The Horribly Expensive Group gained an average 54% over the past 10 years, or about 4.4% annually. The Smart and Thrifty Group, though, gained an average 69%. That's not to say there weren't stinkers in both groups. On average, though, the lower-cost funds performed better, because expenses didn't take as big of a bite out of returns.

You can find most funds' expense ratios at www.usatoday.com/money (click on "fund screener") or by reading the prospectus. If you're looking for low-cost funds, consider:

Index funds. Not all index funds have low expenses, but most do. The Vanguard 500 Index fund charges just $18 a year on a $10,000 investment, which is cheaper than a barrel of mice.

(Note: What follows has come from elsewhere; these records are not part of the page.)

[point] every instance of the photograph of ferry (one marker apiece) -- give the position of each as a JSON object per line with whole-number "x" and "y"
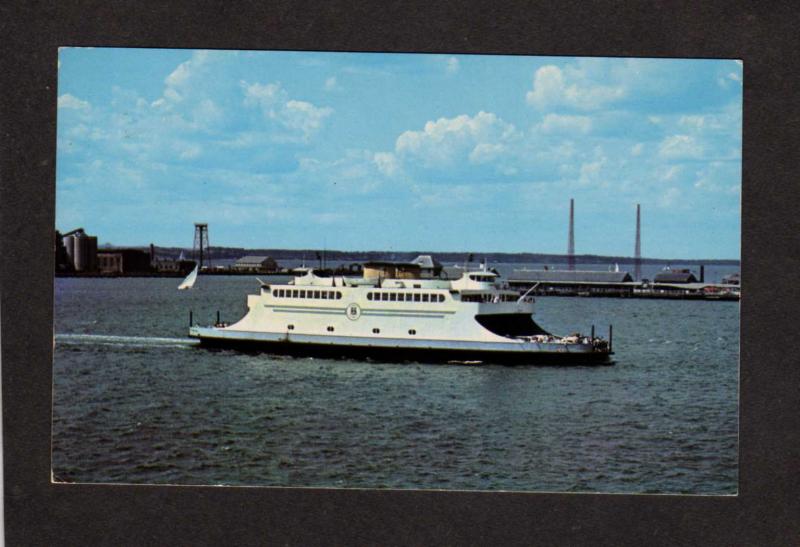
{"x": 397, "y": 271}
{"x": 421, "y": 316}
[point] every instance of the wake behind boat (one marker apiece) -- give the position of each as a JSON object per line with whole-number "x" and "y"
{"x": 399, "y": 312}
{"x": 190, "y": 279}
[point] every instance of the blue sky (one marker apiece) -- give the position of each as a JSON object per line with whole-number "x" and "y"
{"x": 400, "y": 152}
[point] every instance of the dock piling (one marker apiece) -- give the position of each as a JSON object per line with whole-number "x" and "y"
{"x": 610, "y": 337}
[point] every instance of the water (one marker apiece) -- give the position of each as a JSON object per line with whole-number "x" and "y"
{"x": 135, "y": 401}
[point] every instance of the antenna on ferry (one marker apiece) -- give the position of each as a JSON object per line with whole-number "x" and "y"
{"x": 521, "y": 298}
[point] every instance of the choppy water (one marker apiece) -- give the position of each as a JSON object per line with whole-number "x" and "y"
{"x": 135, "y": 401}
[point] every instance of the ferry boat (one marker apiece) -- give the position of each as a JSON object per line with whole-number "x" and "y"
{"x": 401, "y": 312}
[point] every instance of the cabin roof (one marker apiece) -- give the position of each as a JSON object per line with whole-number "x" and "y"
{"x": 253, "y": 259}
{"x": 671, "y": 276}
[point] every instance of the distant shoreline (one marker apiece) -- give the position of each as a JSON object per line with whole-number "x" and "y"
{"x": 311, "y": 255}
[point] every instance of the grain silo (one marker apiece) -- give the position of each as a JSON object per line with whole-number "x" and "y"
{"x": 84, "y": 251}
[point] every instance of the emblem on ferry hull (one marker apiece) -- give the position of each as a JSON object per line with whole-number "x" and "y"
{"x": 353, "y": 311}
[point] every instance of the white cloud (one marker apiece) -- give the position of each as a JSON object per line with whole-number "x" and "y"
{"x": 304, "y": 116}
{"x": 559, "y": 124}
{"x": 452, "y": 65}
{"x": 478, "y": 139}
{"x": 387, "y": 163}
{"x": 554, "y": 87}
{"x": 274, "y": 101}
{"x": 680, "y": 147}
{"x": 669, "y": 173}
{"x": 70, "y": 101}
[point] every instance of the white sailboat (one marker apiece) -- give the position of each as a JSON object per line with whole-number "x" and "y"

Index funds simply track an index, such as the Standard & Poor's 500-stock index.

But you can find an index fund that tracks nearly anything these days, from the S&P 500 to the Israeli stock market.

Big funds. It doesn't take 10 times as much money to run a $1 billion fund as it does to run a $100 million fund. Most fund companies with a bit of conscience reduce fees as a fund gets larger.

No-load funds. The average no-load stock fund has a 1.23% expense ratio, vs. 1.40% for the average broker-sold fund that charges an upfront commission, or load. One reason: Many broker-sold funds have added 12b-1 fees, which go toward advertising or paying a broker.

If you invest through a broker, you'll find a dizzying array of fund share classes for each fund. Each class has a different expense ratio. The share classes typically represent different ways of paying your broker. Nothing wrong with that.

But you still have to figure out the best deal for you. Long-term, buy-and-hold investors are better off with a fund's A shares, which have the lowest ongoing fees but the highest upfront commissions.

You can save even more by asking about discounts for larger investments. The Growth Fund of America's commission falls to 5% from 5.75% if you invest $25,000.

You can hit those lower commission levels, called breakpoints, if you or your family has money invested in the same fund family ? or even if you pledge to invest more money in the next 13 months. The NASD has an online tool that can help you get lower commissions: www.nasd.com.

Shopping for a low-cost fund isn't always easy or fun, but it's a great way to boost your returns. Think of the savings. Think of the gains. Think of the toasters.